About
I make work that focuses on the external (political) and internal (personal) drama of existing in a body- as a woman, as a queer person, as a body living under late capitalism and its incredible tendencies towards excess in both the material and digital realms, as a body that feels as though it cannot escape the male gaze’s patriarchally-approved pop culturally-indoctrinated principles of commodified femininitude.
I use what is at hand. These materials include: my body, clothing I have worn, clothing other people have worn, accessories, found textiles, iPhone photos/video, performance, and social media platforms like Instagram.

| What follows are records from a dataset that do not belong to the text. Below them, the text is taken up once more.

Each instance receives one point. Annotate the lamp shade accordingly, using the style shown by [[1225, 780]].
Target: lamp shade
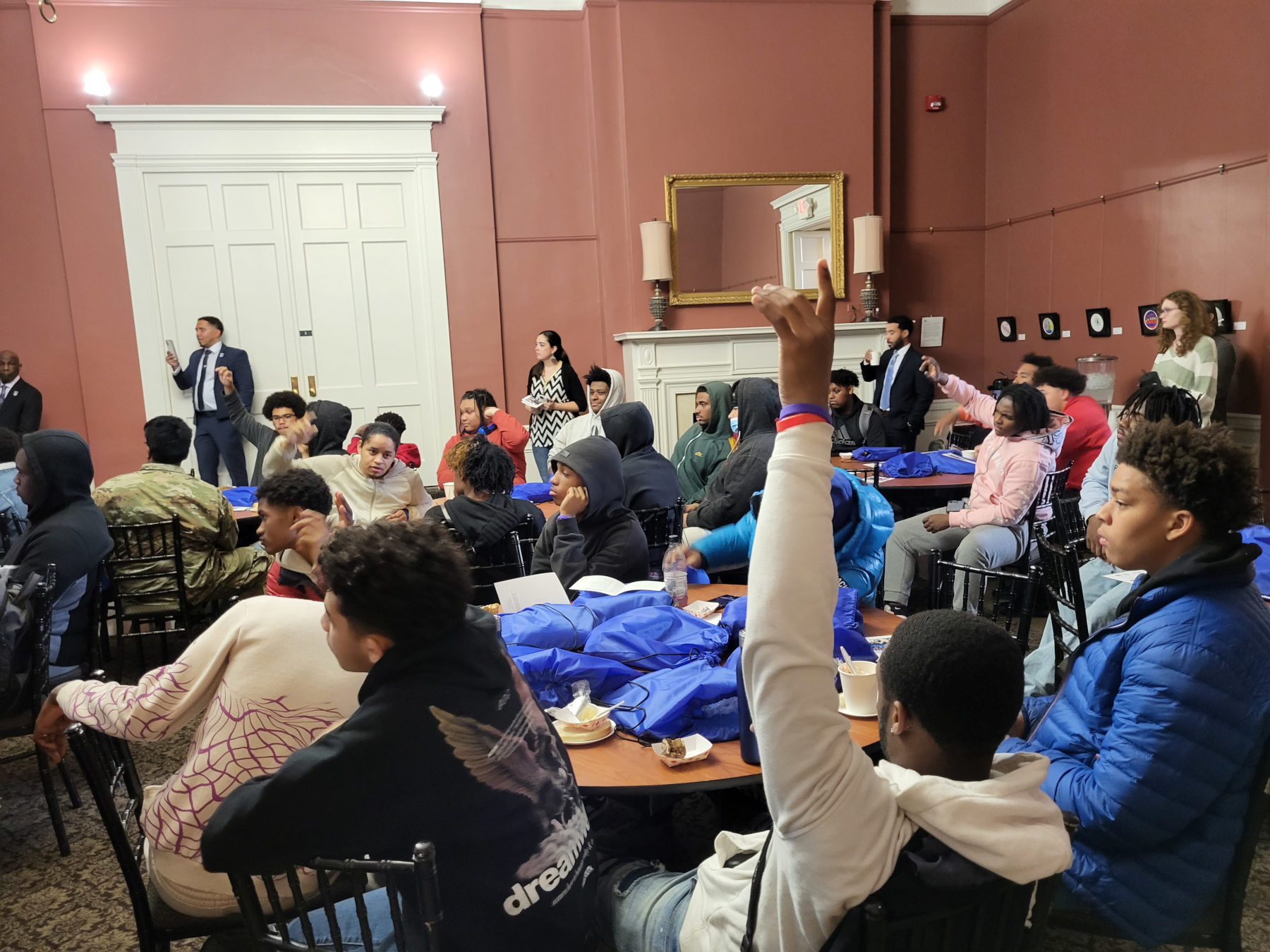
[[868, 244], [655, 236]]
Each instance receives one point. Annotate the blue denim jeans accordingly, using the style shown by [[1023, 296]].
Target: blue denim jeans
[[541, 456], [377, 914], [641, 908]]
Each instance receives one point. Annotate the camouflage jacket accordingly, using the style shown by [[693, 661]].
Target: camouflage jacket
[[158, 492]]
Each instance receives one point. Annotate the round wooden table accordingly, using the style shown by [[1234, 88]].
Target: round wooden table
[[622, 767]]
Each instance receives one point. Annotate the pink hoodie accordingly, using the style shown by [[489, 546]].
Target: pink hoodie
[[1008, 472]]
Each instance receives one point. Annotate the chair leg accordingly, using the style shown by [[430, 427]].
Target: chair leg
[[55, 810], [73, 795]]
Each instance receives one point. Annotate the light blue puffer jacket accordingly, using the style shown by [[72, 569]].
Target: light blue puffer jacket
[[1154, 740]]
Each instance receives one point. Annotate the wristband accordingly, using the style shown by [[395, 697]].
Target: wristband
[[792, 409], [797, 420]]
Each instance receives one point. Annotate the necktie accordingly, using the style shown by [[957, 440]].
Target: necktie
[[885, 385], [202, 379]]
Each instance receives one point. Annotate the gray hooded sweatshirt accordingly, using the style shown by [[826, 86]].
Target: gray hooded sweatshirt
[[606, 539]]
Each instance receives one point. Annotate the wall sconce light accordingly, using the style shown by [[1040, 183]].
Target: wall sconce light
[[431, 87], [95, 84], [655, 238], [869, 262]]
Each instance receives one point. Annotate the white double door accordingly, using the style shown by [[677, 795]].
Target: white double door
[[319, 276]]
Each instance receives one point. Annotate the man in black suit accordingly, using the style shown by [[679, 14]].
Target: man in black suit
[[20, 404], [215, 436], [905, 393]]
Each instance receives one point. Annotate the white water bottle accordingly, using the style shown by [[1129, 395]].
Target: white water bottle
[[675, 574]]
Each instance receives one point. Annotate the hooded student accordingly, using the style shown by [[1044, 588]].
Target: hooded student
[[744, 472], [706, 444], [593, 533], [605, 389], [68, 530], [651, 479]]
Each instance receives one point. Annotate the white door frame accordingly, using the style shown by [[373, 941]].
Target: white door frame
[[279, 139]]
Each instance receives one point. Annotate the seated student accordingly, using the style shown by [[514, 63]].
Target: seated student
[[706, 444], [1022, 374], [1103, 594], [55, 477], [605, 389], [593, 533], [744, 472], [11, 503], [282, 501], [479, 414], [268, 685], [449, 745], [855, 423], [1065, 393], [1159, 728], [375, 484], [483, 511], [844, 829], [216, 566], [652, 482], [991, 531], [406, 452], [863, 522], [281, 410]]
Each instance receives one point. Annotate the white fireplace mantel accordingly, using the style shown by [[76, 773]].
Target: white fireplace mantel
[[660, 367]]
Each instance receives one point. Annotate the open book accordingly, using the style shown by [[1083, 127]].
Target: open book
[[607, 585]]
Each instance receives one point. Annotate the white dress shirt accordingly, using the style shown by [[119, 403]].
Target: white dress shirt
[[209, 400]]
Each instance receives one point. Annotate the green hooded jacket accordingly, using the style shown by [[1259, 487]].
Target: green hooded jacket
[[701, 451]]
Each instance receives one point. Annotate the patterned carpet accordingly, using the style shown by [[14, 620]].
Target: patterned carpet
[[79, 904]]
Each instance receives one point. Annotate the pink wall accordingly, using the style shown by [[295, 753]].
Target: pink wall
[[1077, 111]]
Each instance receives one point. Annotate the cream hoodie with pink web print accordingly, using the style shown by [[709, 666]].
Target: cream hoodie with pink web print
[[270, 685]]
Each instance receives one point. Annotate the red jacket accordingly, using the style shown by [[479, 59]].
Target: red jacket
[[406, 452], [507, 432], [1085, 437]]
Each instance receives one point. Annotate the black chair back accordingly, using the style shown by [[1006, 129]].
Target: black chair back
[[298, 934], [1008, 598], [662, 528], [147, 580], [1060, 570]]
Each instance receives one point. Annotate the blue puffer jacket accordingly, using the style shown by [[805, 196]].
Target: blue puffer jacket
[[861, 526], [1154, 740]]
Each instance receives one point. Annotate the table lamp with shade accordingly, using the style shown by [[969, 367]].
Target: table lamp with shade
[[655, 238], [869, 262]]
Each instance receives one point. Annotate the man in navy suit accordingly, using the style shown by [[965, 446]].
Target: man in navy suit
[[905, 393], [215, 436]]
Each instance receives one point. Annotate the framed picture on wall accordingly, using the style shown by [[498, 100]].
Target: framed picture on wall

Formally, my work often borrows from the language of Minimalism: stacks, repetition, seriality and sequencing, grids, balance/weight/strain. By using mundane and gendered materials to engage with this aesthetic of power (and its powerful claim to neutrality), I am seeking to disrupt hierarchical art historical traditions and create a feminist response to a largely revered and still largely unquestioned male-dominated formal language. I am so tired of impenetrable planes of steel, and corporate cubes asserting their “sovereign” cubeness. Pared-down perfection is far too easily co-opted by those in power. I want messy remnants, fatiguing spandex, rude neons gagging 50 office shirts, garish animal printed toddler bikinis vying with your grandma’s postage stamp quilt. Historic Minimalism’s aim to construct an environment of imposing spatial awareness and therefore control over the body can be got at more directly, and troubled more politically: by making forms with the materials that impose control on the body every day; materials we don willingly, or begrudgingly, or out of necessity and lack of other options. I do not need the threat of a suspended ceiling with the potential to crush my spectating body to feel the crushing weight of existing in a spectating (spectacle-d) body. This physical drama is always close.